Digital-domain volume control is clearly a problem in search of a solution. The answer comes from a Frenchman by the name of Gilles Milot of the company Acoustical Beauty. Mr. Milot has a nearly 50-year history of creating innovative technologies for a variety of high-end audio companies including Micromega (as founder), Goldmund, YBA, and Cabasse. Leedh is an acronym for the French translation of “Holophonic Laboratory of Research and Development,” the firm Mr. Milot founded decades ago to pursue experimental audio technologies. The company claims that their lossless digital volume control sounds better than even the finest analog volume control in a preamplifier.
Here's a simplified explanation of how Leedh works. In short, the process trades precision of the amount of attenuation for precision in the output signal. As I mentioned, a digital volume control attenuates the signal by multiplying each sample by a number less than 1. The resulting word length is longer than the length before multiplication. When these very long word lengths are input to a DAC, the DAC will truncate the word to accommodate the DAC’s maximum word length. Leedh chooses only factors (multipliers) that result in shorter word lengths and less truncation of the least-significant bits (LSBs) by the DAC. Consequently, Leedh cannot reduce the volume in, say, uniform 0.5dB increments as can a conventional digital volume control. Some increments may be 0.461dB and others may be 0.523dB, for example (this is an illustration I made up, not the actual attenuation values). By choosing only certain multipliers that result in shorter word lengths, the DAC truncates fewer bits, losing less information and avoiding the creation of harmonic distortion products as well as leaving more “headroom” in the DAC.

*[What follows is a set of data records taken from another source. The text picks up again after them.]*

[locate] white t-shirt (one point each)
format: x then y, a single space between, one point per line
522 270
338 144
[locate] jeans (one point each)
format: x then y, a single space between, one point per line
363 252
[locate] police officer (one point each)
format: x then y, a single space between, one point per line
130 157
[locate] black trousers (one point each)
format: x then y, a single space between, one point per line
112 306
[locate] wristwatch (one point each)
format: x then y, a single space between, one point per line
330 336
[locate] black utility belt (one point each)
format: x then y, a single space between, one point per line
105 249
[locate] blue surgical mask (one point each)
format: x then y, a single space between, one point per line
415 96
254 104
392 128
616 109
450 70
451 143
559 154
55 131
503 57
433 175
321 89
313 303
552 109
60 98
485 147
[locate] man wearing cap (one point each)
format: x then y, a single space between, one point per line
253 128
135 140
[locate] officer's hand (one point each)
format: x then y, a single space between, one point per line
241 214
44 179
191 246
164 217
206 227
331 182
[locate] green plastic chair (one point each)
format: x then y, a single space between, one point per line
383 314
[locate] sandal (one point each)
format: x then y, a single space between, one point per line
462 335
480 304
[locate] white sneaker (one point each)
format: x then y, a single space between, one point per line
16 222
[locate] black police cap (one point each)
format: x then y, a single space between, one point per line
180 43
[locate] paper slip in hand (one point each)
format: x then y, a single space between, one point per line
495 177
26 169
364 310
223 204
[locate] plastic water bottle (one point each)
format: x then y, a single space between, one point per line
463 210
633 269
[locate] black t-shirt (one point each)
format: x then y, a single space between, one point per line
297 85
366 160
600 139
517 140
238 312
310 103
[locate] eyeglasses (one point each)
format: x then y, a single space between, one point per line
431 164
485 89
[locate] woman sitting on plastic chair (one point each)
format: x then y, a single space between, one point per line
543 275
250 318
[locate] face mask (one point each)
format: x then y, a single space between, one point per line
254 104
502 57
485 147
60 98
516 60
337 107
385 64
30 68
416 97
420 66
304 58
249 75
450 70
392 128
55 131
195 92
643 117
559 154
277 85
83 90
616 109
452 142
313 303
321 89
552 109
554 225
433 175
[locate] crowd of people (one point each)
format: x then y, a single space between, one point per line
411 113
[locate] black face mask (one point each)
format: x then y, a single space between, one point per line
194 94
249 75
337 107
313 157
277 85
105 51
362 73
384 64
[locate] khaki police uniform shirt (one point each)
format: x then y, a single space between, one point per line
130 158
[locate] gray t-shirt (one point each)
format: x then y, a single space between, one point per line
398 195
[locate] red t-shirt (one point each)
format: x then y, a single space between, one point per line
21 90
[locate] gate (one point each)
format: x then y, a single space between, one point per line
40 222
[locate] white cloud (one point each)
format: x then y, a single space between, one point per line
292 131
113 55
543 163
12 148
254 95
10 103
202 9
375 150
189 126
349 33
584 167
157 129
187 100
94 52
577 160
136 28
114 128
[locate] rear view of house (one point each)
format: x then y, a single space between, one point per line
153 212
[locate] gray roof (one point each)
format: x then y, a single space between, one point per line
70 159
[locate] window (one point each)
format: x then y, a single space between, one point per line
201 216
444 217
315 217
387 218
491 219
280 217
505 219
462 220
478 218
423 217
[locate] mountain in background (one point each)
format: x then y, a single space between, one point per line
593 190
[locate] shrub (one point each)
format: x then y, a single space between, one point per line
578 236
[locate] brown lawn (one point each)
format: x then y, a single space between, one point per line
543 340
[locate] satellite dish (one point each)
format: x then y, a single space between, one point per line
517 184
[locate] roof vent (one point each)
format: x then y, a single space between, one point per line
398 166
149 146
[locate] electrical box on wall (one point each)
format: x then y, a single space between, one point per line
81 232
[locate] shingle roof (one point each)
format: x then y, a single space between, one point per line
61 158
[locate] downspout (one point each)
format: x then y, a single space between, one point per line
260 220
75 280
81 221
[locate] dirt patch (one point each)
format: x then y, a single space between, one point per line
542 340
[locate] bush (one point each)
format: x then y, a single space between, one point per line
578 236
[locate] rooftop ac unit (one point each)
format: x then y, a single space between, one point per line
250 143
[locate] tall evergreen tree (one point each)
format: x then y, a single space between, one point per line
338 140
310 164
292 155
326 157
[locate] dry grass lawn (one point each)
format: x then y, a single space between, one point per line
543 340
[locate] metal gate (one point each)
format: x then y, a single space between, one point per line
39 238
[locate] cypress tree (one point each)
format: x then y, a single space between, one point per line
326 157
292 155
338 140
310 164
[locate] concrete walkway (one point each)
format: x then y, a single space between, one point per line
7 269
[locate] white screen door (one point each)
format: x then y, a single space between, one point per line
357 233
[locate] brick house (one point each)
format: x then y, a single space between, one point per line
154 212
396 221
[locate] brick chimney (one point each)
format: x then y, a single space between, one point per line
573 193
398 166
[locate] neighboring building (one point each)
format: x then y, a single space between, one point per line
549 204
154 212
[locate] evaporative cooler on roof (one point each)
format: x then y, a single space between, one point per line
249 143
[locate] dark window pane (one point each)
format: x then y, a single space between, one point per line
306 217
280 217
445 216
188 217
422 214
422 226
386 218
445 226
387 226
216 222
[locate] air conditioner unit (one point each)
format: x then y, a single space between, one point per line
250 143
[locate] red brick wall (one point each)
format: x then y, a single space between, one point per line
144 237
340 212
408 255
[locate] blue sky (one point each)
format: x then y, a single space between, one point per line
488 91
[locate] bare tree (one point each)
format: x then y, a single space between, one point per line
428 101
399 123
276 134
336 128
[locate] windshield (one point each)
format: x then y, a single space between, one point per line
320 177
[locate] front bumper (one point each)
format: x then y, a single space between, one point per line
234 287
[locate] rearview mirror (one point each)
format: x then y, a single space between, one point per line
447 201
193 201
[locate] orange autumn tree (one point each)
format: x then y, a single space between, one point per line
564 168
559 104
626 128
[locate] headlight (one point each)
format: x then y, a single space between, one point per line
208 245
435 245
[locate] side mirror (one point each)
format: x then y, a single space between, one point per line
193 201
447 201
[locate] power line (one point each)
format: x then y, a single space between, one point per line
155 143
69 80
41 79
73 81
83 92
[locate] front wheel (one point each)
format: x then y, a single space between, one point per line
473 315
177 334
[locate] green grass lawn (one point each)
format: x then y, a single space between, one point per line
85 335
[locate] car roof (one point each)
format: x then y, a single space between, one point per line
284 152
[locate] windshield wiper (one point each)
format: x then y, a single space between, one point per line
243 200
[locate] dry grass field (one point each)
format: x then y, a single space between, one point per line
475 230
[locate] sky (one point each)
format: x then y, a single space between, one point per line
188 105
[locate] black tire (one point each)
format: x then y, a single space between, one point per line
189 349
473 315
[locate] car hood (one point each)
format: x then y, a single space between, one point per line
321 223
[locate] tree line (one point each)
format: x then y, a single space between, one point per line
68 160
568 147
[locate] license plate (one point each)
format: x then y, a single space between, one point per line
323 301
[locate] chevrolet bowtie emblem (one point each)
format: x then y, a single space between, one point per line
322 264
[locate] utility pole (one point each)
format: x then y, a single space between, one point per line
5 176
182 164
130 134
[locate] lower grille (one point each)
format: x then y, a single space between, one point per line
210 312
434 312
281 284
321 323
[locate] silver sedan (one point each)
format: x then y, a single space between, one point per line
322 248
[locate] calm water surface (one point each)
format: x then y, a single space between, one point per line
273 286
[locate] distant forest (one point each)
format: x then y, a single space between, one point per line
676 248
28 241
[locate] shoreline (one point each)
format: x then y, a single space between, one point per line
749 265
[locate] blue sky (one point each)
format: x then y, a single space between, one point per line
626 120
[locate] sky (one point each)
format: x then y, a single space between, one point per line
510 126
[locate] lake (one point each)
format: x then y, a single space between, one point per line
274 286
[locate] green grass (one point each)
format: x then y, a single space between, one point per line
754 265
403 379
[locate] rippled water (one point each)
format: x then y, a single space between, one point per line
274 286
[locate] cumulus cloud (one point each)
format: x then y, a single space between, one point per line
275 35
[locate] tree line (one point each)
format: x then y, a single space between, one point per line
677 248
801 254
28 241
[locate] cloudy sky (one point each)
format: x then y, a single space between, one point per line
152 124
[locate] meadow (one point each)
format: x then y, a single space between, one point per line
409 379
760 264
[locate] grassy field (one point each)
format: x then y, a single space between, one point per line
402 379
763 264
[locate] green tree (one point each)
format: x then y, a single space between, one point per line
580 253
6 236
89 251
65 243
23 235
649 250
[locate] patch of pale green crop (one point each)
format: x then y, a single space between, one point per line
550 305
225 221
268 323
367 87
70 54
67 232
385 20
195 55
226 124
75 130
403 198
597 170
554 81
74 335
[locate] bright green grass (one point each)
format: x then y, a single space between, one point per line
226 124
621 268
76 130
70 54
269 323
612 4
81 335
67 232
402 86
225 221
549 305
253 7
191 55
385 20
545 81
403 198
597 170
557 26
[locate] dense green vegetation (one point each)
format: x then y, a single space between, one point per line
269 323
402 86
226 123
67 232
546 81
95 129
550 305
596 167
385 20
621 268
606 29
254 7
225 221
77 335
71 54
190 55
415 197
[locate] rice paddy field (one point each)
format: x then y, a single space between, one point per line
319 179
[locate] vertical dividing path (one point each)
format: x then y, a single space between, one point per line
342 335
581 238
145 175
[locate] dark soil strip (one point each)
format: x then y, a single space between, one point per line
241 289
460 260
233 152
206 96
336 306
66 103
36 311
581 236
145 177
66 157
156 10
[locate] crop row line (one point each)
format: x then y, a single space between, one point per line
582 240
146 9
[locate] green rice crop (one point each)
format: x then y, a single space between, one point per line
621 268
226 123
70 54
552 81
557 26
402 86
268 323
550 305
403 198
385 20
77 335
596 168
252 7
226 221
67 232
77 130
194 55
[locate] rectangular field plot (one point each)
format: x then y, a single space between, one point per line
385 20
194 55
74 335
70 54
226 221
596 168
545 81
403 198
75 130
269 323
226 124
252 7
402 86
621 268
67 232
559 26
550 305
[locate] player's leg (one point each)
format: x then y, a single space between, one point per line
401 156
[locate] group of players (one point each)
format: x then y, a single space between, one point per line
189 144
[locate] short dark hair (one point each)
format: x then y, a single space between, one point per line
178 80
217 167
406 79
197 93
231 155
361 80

If you’re interested in a more detailed description, including the mathematics behind Leedh, I refer you to the Audio Engineering Society paper presented at the 2020 Vienna conference by the University of Applied Sciences and Arts of Southern Switzerland, available at the website processing-leedh.com. I don’t know the association between Miles Milot and the Swiss university, but the academics have given it a full evaluation and report in the paper.